The financial crisis has devastated not just economies but also has serious consequences for democracy and human rights, especially in the ‘bailout’ countries. Since the financial crash of 2008, major reforms of the EU’s economic governance have been introduced. These are designed to lock in policy at a national level and enforce austerity, constraining the options available to governments in favour of a model that promotes cuts to basic public services such as healthcare and education.

The politics of austerity and neoliberal economic governance aren’t simply the result of a mistaken economic theory; they have been deliberately promoted by, and serve, powerful interests. Austerity advocates at the top of EU institutions and member states preached the need to cut government expenditure after several countries in the eurozone faced mounting public debt as a result of bank bailouts.

Despite the fact that an unregulated financial market was one of the key causes of the crisis, Europeans were forced to foot the bill and endure ‘structural reforms’ and attacks on workers’ and social rights under the new system. This culminated in the Fiscal Compact, a 2012 treaty designed to enshrine austerity into law via a tightening of rules on public expenditure.

Meanwhile Europe’s far right, already feeding off the despair of economic crisis, jumped on the opportunity to exploit dissatisfaction with austerity and redirect it against refugees fleeing violence in the Middle East. “Never waste a good crisis”, the saying goes, and big business, especially via key lobby groups BusinessEurope and the ERT , has used the crisis as an opportunity to put even more of its long-term goals onto Europe’s political agenda. For years before it became a reality, business lobbies had been pushing for a procedure known as the ‘European Semester’.

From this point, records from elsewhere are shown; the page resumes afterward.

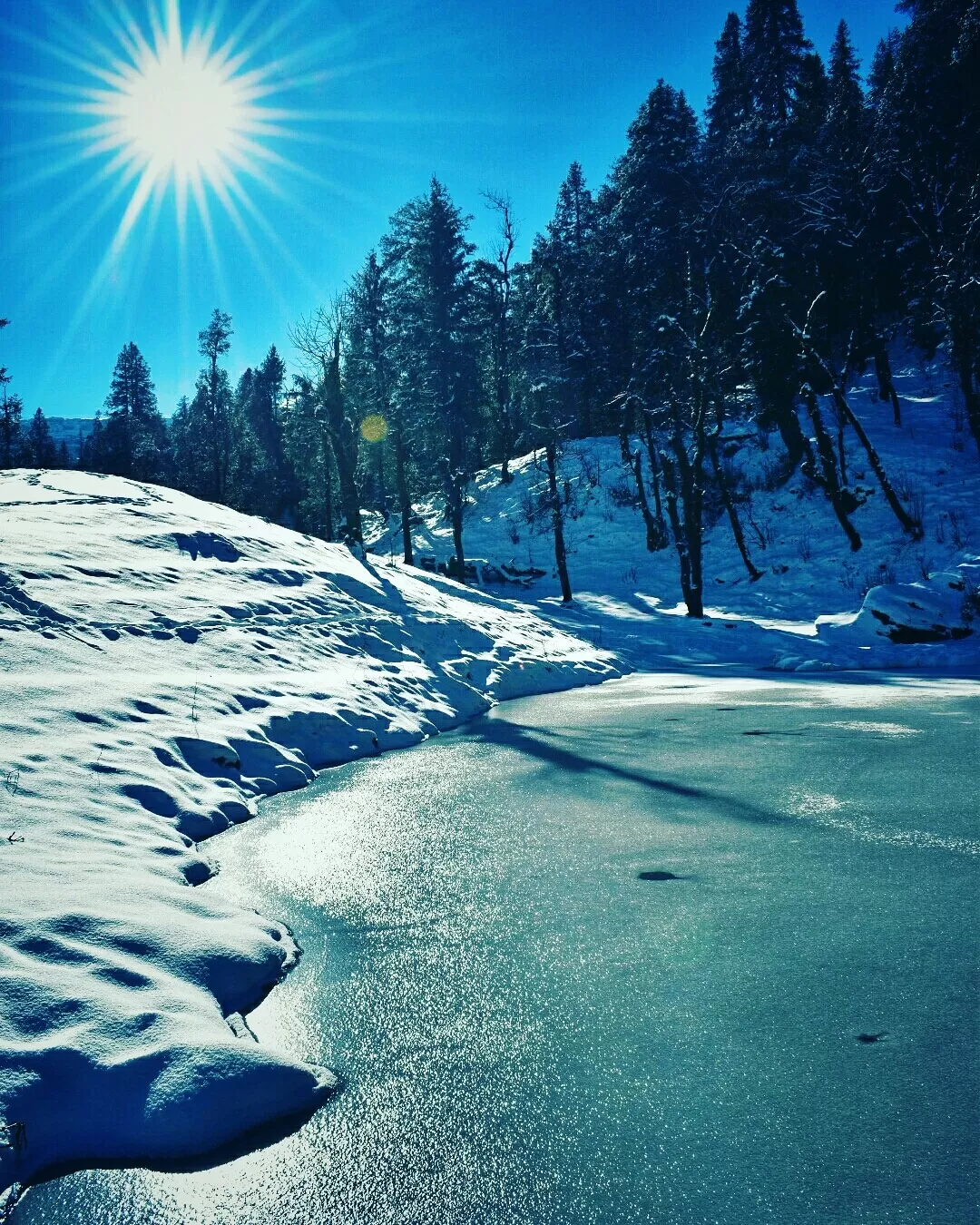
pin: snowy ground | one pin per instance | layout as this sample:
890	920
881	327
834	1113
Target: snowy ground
168	662
630	599
165	663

This is a rolling annual scheme involving the Commission and the Council that forces macro-economic, budgetary and structural policy coordination on all countries. It ends with a set of recommendations for reforms to each member state. At the beginning in 2011, the recommendations were non-binding, but in 2013 industry’s dream came true as a new set of rules went into force to ensure budget controls and so-called structural reforms. Commission and Council policy had become a near perfect mirror image of the corporate wishlist.